Improperly cleaned multi-use utensils develop bacterial biofilms within 24 hours. At a sushi restaurant, those utensils touch raw fish repeatedly throughout a service. The sewage disposal violation added a separate contamination vector entirely.
The Longer Record
The April 17 inspection did not represent a sudden collapse. It was the ninth inspection on record for Sushi Yama, and the facility has accumulated 74 total violations across those visits with no emergency closures.
Six of the eight prior inspections resulted in high-severity violations. The pattern holds across years: six high-severity violations in July 2024, five in January 2025, six in July 2025, seven in September 2025. The two inspections that produced zero high-severity violations, in April 2024 and July 2025, were each followed within months by inspections with five or more.
The nine-day gap between the April 8 inspection, which found six high-severity and three intermediate violations, and the April 17 inspection, which found eight high-severity and three intermediate violations, is notable.

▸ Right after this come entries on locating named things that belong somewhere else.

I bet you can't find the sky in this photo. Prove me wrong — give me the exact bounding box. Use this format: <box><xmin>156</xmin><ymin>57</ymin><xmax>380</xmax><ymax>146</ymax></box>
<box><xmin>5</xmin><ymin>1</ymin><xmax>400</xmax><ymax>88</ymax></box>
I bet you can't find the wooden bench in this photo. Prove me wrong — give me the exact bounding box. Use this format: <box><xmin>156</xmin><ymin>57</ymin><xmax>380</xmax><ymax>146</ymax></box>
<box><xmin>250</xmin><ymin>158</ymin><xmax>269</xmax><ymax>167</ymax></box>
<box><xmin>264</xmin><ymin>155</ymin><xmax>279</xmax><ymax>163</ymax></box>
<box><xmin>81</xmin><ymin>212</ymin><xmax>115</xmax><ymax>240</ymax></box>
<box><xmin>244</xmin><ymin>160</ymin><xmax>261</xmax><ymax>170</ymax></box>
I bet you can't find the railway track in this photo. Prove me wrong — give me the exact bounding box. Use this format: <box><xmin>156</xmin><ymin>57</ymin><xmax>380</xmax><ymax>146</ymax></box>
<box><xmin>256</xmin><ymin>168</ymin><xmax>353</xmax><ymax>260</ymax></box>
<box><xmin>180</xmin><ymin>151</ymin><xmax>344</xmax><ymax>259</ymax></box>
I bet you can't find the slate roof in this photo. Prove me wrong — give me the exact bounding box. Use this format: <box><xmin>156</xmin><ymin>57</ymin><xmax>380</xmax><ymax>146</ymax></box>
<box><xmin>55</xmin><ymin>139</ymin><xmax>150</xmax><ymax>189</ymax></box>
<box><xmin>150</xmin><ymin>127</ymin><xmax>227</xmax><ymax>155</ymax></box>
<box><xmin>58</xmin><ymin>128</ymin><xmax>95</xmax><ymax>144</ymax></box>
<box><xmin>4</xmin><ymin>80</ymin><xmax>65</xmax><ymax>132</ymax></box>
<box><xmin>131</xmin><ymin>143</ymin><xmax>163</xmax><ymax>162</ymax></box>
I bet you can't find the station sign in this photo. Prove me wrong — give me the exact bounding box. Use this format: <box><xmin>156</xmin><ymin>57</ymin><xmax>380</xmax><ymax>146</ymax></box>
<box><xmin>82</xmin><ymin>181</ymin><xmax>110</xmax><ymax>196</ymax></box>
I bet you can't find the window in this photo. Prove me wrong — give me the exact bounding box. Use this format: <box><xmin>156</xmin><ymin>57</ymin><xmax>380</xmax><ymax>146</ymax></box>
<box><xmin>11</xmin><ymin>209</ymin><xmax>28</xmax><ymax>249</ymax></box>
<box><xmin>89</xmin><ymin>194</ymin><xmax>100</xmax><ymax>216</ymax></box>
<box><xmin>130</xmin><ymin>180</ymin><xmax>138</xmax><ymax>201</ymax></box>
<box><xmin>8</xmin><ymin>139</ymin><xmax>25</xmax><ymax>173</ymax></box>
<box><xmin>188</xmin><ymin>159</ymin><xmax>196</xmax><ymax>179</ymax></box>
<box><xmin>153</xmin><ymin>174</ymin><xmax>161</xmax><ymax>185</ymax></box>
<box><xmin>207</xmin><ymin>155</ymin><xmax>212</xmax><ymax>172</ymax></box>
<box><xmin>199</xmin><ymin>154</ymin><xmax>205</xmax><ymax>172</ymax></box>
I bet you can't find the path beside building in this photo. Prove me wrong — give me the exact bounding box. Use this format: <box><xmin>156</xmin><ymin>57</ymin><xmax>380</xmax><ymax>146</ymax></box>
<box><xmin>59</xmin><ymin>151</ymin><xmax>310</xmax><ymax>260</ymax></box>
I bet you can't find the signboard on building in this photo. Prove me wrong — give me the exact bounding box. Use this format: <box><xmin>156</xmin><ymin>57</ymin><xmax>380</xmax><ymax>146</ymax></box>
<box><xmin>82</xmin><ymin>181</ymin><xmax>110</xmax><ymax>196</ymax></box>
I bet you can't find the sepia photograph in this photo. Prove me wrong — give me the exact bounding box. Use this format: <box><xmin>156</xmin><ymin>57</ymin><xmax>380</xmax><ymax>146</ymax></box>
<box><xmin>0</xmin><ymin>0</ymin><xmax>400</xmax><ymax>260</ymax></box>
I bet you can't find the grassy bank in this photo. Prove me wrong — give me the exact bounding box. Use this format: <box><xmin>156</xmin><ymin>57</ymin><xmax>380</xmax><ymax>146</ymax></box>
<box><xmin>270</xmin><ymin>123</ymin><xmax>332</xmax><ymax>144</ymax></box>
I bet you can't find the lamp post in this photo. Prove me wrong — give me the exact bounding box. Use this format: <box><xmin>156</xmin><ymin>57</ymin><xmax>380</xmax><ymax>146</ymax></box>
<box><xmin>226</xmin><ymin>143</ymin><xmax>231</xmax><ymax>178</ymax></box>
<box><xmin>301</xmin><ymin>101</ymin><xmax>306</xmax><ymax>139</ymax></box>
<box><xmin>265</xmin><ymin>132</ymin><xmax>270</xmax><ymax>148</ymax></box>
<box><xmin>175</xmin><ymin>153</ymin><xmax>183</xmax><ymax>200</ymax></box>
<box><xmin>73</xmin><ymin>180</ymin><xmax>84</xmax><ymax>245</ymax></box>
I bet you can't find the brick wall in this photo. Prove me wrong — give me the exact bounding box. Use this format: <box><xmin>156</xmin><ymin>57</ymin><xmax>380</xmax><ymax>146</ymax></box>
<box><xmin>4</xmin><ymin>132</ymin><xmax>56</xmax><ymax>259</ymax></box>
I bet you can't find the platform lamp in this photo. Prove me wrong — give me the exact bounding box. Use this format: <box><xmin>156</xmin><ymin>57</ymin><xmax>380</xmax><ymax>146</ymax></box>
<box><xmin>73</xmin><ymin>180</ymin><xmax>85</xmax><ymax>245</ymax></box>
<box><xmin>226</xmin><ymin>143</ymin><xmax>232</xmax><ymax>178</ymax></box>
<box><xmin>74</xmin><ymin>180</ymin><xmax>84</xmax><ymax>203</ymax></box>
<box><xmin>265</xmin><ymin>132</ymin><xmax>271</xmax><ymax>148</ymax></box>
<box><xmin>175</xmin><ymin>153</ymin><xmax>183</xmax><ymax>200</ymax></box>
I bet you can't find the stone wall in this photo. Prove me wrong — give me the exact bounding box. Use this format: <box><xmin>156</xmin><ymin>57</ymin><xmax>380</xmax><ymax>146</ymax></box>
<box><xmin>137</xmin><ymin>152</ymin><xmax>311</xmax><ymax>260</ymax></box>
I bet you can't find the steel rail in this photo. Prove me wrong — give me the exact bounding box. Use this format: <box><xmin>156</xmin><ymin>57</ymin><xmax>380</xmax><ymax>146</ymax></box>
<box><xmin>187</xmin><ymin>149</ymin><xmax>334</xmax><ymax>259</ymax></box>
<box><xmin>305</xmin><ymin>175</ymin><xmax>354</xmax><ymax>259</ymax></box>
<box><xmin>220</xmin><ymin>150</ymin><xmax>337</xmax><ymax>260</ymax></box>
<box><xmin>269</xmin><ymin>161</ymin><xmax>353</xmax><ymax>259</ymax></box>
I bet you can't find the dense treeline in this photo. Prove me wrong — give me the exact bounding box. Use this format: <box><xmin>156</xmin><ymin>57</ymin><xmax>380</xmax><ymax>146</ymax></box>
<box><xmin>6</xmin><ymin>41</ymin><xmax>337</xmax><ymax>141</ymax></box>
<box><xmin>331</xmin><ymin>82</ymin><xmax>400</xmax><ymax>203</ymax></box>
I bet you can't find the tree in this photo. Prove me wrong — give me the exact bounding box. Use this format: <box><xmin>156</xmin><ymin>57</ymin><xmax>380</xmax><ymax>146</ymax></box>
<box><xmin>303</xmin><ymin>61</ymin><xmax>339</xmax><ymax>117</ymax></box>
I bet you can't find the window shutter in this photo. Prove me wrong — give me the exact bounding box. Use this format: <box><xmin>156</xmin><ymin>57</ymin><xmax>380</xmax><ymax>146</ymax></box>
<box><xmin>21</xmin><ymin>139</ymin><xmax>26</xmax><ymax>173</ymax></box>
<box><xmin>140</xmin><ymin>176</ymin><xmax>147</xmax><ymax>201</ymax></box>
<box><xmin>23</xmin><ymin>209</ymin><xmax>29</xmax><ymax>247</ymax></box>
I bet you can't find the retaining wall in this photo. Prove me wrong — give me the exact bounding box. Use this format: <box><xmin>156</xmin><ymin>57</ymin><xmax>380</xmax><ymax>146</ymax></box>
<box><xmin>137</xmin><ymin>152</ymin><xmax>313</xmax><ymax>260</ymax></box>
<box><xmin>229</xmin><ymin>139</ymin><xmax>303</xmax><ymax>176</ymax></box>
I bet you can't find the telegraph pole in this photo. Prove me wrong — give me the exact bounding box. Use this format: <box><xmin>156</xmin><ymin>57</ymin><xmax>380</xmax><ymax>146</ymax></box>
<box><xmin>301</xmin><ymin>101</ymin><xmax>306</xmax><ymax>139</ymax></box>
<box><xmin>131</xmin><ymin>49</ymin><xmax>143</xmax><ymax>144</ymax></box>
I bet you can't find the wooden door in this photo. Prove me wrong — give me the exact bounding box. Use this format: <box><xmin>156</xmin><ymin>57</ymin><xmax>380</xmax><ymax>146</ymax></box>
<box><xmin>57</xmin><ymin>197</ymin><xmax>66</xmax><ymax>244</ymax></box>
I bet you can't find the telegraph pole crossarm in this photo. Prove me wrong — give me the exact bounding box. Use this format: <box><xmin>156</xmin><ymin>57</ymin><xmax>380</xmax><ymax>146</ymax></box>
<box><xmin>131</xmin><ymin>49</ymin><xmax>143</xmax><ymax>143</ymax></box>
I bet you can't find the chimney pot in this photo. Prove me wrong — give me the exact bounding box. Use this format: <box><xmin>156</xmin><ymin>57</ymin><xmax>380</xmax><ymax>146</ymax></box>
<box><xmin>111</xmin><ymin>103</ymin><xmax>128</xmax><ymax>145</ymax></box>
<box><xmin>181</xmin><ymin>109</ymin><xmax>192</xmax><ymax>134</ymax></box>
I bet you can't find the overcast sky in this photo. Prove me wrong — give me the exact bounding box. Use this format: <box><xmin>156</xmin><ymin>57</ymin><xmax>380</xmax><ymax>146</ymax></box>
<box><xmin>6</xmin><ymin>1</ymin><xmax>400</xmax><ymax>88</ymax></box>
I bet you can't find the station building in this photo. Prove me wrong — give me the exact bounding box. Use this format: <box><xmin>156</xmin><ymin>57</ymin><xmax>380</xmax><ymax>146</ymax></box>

Inspectors returned less than two weeks after documenting a significant violation list and found the situation had not improved. It had gotten worse.
The food sourcing and shellfish traceability violations on April 17 were not flagged in the prior inspection summaries available in the record. The illness-reporting, handwashing, and surface sanitation failures, however, are consistent with the categories of concern documented across multiple prior visits.
Still Open
State records show that after the April 17 inspection, Sushi Yama on Grand National Drive remained open for business.
Eight high-severity violations, including food from an unknown source, an employee not reporting illness symptoms, and a missing consumer advisory for raw fish, were documented. No emergency closure was ordered.
The restaurant had been inspected nine days earlier and cited for six high-severity violations then, too.